Nor does the record disclose that the partners ever received or were entitled to receive these amounts as their distributive shares in the partnership profits. Rather it supports the conclusion that the contract was carried out as all of the parties contemplated and intended.

How then can it be said that the Anco Investment Company did not receive, by virtue of its contract, sums which were taxable to it as income? No contention is made that the amounts do not come within the definition of taxable income. Such income became definitely receivable during the years in question and under the accrual system of accounting was taxable in those years. Burnet v. Sanford & Brooks Co., 282 U. S. 359, 51 S. Ct. 150, 75 L. Ed. 383; United States v. Anderson, 269 U. S. 422, 46 S. Ct. 131, 70 L. Ed. 347; Taylor v. Commissioner (C. C. A. 8) 51 F.(2d) 915.
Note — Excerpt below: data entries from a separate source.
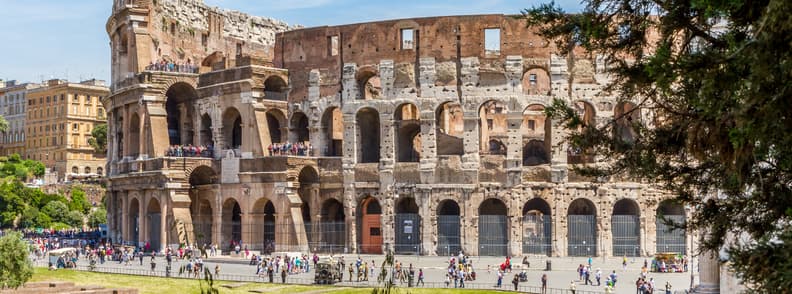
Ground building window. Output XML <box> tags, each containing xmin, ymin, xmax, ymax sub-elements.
<box><xmin>72</xmin><ymin>166</ymin><xmax>78</xmax><ymax>174</ymax></box>
<box><xmin>484</xmin><ymin>28</ymin><xmax>501</xmax><ymax>55</ymax></box>
<box><xmin>529</xmin><ymin>74</ymin><xmax>537</xmax><ymax>85</ymax></box>
<box><xmin>202</xmin><ymin>34</ymin><xmax>208</xmax><ymax>47</ymax></box>
<box><xmin>73</xmin><ymin>123</ymin><xmax>79</xmax><ymax>131</ymax></box>
<box><xmin>236</xmin><ymin>43</ymin><xmax>243</xmax><ymax>56</ymax></box>
<box><xmin>85</xmin><ymin>167</ymin><xmax>91</xmax><ymax>174</ymax></box>
<box><xmin>528</xmin><ymin>119</ymin><xmax>536</xmax><ymax>131</ymax></box>
<box><xmin>400</xmin><ymin>29</ymin><xmax>414</xmax><ymax>50</ymax></box>
<box><xmin>327</xmin><ymin>35</ymin><xmax>339</xmax><ymax>56</ymax></box>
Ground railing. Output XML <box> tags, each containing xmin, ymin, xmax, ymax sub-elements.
<box><xmin>145</xmin><ymin>63</ymin><xmax>199</xmax><ymax>74</ymax></box>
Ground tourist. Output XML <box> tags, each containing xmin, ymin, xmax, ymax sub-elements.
<box><xmin>417</xmin><ymin>268</ymin><xmax>424</xmax><ymax>286</ymax></box>
<box><xmin>570</xmin><ymin>280</ymin><xmax>577</xmax><ymax>294</ymax></box>
<box><xmin>610</xmin><ymin>270</ymin><xmax>619</xmax><ymax>286</ymax></box>
<box><xmin>512</xmin><ymin>274</ymin><xmax>519</xmax><ymax>290</ymax></box>
<box><xmin>541</xmin><ymin>274</ymin><xmax>548</xmax><ymax>294</ymax></box>
<box><xmin>596</xmin><ymin>268</ymin><xmax>602</xmax><ymax>286</ymax></box>
<box><xmin>496</xmin><ymin>270</ymin><xmax>503</xmax><ymax>288</ymax></box>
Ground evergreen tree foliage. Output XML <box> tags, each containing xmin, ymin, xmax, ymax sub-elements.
<box><xmin>0</xmin><ymin>232</ymin><xmax>33</xmax><ymax>289</ymax></box>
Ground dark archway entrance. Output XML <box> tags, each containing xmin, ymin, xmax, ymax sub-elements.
<box><xmin>128</xmin><ymin>198</ymin><xmax>140</xmax><ymax>245</ymax></box>
<box><xmin>199</xmin><ymin>113</ymin><xmax>213</xmax><ymax>148</ymax></box>
<box><xmin>291</xmin><ymin>112</ymin><xmax>310</xmax><ymax>144</ymax></box>
<box><xmin>522</xmin><ymin>198</ymin><xmax>552</xmax><ymax>256</ymax></box>
<box><xmin>147</xmin><ymin>198</ymin><xmax>161</xmax><ymax>252</ymax></box>
<box><xmin>656</xmin><ymin>200</ymin><xmax>686</xmax><ymax>254</ymax></box>
<box><xmin>612</xmin><ymin>199</ymin><xmax>641</xmax><ymax>256</ymax></box>
<box><xmin>252</xmin><ymin>198</ymin><xmax>276</xmax><ymax>254</ymax></box>
<box><xmin>321</xmin><ymin>107</ymin><xmax>343</xmax><ymax>156</ymax></box>
<box><xmin>189</xmin><ymin>165</ymin><xmax>216</xmax><ymax>247</ymax></box>
<box><xmin>316</xmin><ymin>199</ymin><xmax>346</xmax><ymax>253</ymax></box>
<box><xmin>395</xmin><ymin>103</ymin><xmax>421</xmax><ymax>162</ymax></box>
<box><xmin>165</xmin><ymin>83</ymin><xmax>197</xmax><ymax>146</ymax></box>
<box><xmin>394</xmin><ymin>197</ymin><xmax>421</xmax><ymax>254</ymax></box>
<box><xmin>478</xmin><ymin>198</ymin><xmax>509</xmax><ymax>256</ymax></box>
<box><xmin>568</xmin><ymin>198</ymin><xmax>597</xmax><ymax>256</ymax></box>
<box><xmin>437</xmin><ymin>200</ymin><xmax>461</xmax><ymax>256</ymax></box>
<box><xmin>222</xmin><ymin>199</ymin><xmax>242</xmax><ymax>250</ymax></box>
<box><xmin>223</xmin><ymin>108</ymin><xmax>242</xmax><ymax>149</ymax></box>
<box><xmin>358</xmin><ymin>197</ymin><xmax>382</xmax><ymax>254</ymax></box>
<box><xmin>356</xmin><ymin>108</ymin><xmax>380</xmax><ymax>163</ymax></box>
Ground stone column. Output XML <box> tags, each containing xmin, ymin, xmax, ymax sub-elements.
<box><xmin>212</xmin><ymin>201</ymin><xmax>222</xmax><ymax>248</ymax></box>
<box><xmin>380</xmin><ymin>118</ymin><xmax>396</xmax><ymax>169</ymax></box>
<box><xmin>505</xmin><ymin>115</ymin><xmax>523</xmax><ymax>187</ymax></box>
<box><xmin>120</xmin><ymin>195</ymin><xmax>128</xmax><ymax>242</ymax></box>
<box><xmin>160</xmin><ymin>201</ymin><xmax>168</xmax><ymax>252</ymax></box>
<box><xmin>549</xmin><ymin>118</ymin><xmax>568</xmax><ymax>183</ymax></box>
<box><xmin>695</xmin><ymin>250</ymin><xmax>720</xmax><ymax>293</ymax></box>
<box><xmin>554</xmin><ymin>188</ymin><xmax>567</xmax><ymax>257</ymax></box>
<box><xmin>419</xmin><ymin>112</ymin><xmax>437</xmax><ymax>184</ymax></box>
<box><xmin>461</xmin><ymin>116</ymin><xmax>480</xmax><ymax>170</ymax></box>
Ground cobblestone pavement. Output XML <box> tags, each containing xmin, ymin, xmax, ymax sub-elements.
<box><xmin>53</xmin><ymin>254</ymin><xmax>697</xmax><ymax>293</ymax></box>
The appellants contend, however, that inasmuch as income is taxable to and must be paid by the earner [Lucas v. Earl, 281 U. S. 111, 50 S. Ct. 241, 74 L. Ed. 731; Burnet v. Leininger, 285 U. S. 136, 52 S. Ct. 345, 76 L. Ed. 665; Van Meter v. Commissioner (C. C. A. 8) 61 F.(2d) 817], the individual partners of Lorenzo E. Anderson & Co. are the earners and the only ones taxable as such. The principle is well established but it does not operate to relieve this taxpayer. The partnership earned its income through its operations in the brokerage business. The Anco Investment Company earned its income through its contract with such partnership. Fraudulent pretense absent, the government accepts the taxpayer as it represents itself to be, and it must make its returns and pay its taxes accordingly. Saenger v. Commissioner (C. C. A. 5) 69 F.(2d) 631; Planters’ Cotton Oil Co. v. Hopkins (C. C. A. *5295) 53 F.(2d) 825. And there is no suggestion that in making its returns the company was actuated by fraudulent motives.

In each of the following cases cited by appellant [Saenger v. Commissioner, supra; Lucas v. Earl, supra; Peterson v. Commissioner, 27 B. T. A. 1009; Blumenthal v. Commissioner (C. C. A. 2) 60 F.(2d) 715; Parker v. Routzahn (C. C. A. 6) 56 F.(2d) 730; Bishop v. Commissioner (C. C. A. 7) 54 F.(2d) 298; Luce v. Burnet, 60 App. D. C. 393, 55 F.(2d) 751; Harris v. Commissioner (C. C. A. 2) 39 F.(2d) 546; Mitchell v. Bowers (C. C. A. 2) 15 F.(2d) 287], the right to tax to the assignor, as earner, the part of the income assigned by him to another has been sustained. In view of what has been said, these decisions do not affect the conclusion that the Anco Investment Company earned the income involved and was properly subject to tax.

The decision of the Board of Tax Appeals is affirmed.